SIGMORPHON 2020 Shared Task 0: Typologically Diverse Morphological Inflection
Ekaterina Vylomova, Jennifer White, Elizabeth Salesky, Sabrina J., Mielke, Shijie Wu, Edoardo Ponti, Rowan Hall Maudslay, Ran Zmigrod, Josef, Valvoda, Svetlana Toldova, Francis Tyers, Elena Klyachko, Ilya Yegorov,, Natalia Krizhanovsky, Paula Czarnowska, Irene Nikkarinen, Andrew

TL;DR
The SIGMORPHON 2020 shared task evaluated the ability of systems to perform morphological inflection across 90 typologically diverse languages, highlighting neural models' effectiveness and the benefits of data augmentation, with some non-neural methods excelling in low-resource scenarios.
Contribution
This study introduces a large-scale multilingual morphological inflection challenge, comparing neural and non-neural approaches across many languages and resource levels, revealing insights into model generalization and data strategies.
Findings
Neural models dominated top performance with transformers and multilingual RNNs.
Data augmentation and ensemble methods improved low-resource language results.

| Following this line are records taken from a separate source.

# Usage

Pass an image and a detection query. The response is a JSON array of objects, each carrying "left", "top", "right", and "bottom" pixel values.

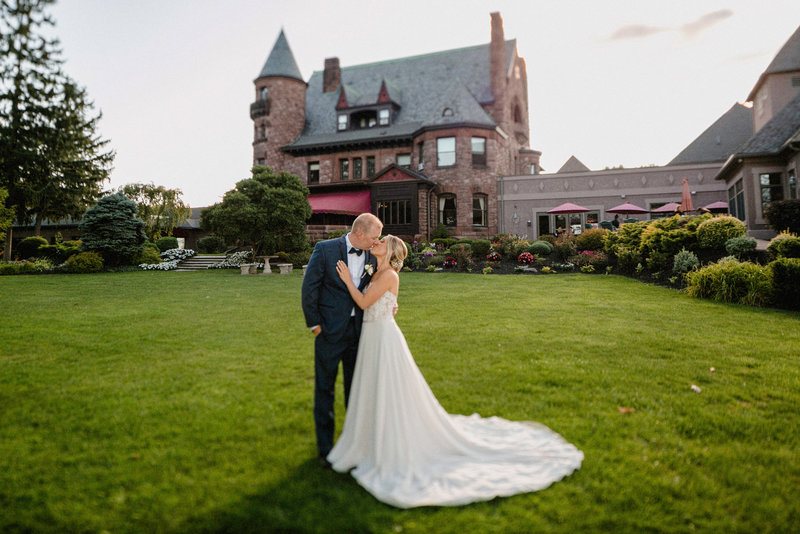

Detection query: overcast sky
[{"left": 52, "top": 0, "right": 800, "bottom": 207}]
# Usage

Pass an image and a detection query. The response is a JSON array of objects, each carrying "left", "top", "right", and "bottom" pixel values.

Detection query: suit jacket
[{"left": 302, "top": 236, "right": 378, "bottom": 342}]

Some non-neural methods outperformed neural models on certain languages with limited data.
Abstract
A broad goal in natural language processing (NLP) is to develop a system that has the capacity to process any natural language. Most systems, however, are developed using data from just one language such as English. The SIGMORPHON 2020 shared task on morphological reinflection aims to investigate systems' ability to generalize across typologically distinct languages, many of which are low resource. Systems were developed using data from 45 languages and just 5 language families, fine-tuned with data from an additional 45 languages and 10 language families (13 in total), and evaluated on all 90 languages. A total of 22 systems (19 neural) from 10 teams were submitted to the task. All four winning systems were neural (two monolingual transformers and two massively multilingual RNN-based models with gated attention). Most teams demonstrate utility of data hallucination and augmentation,…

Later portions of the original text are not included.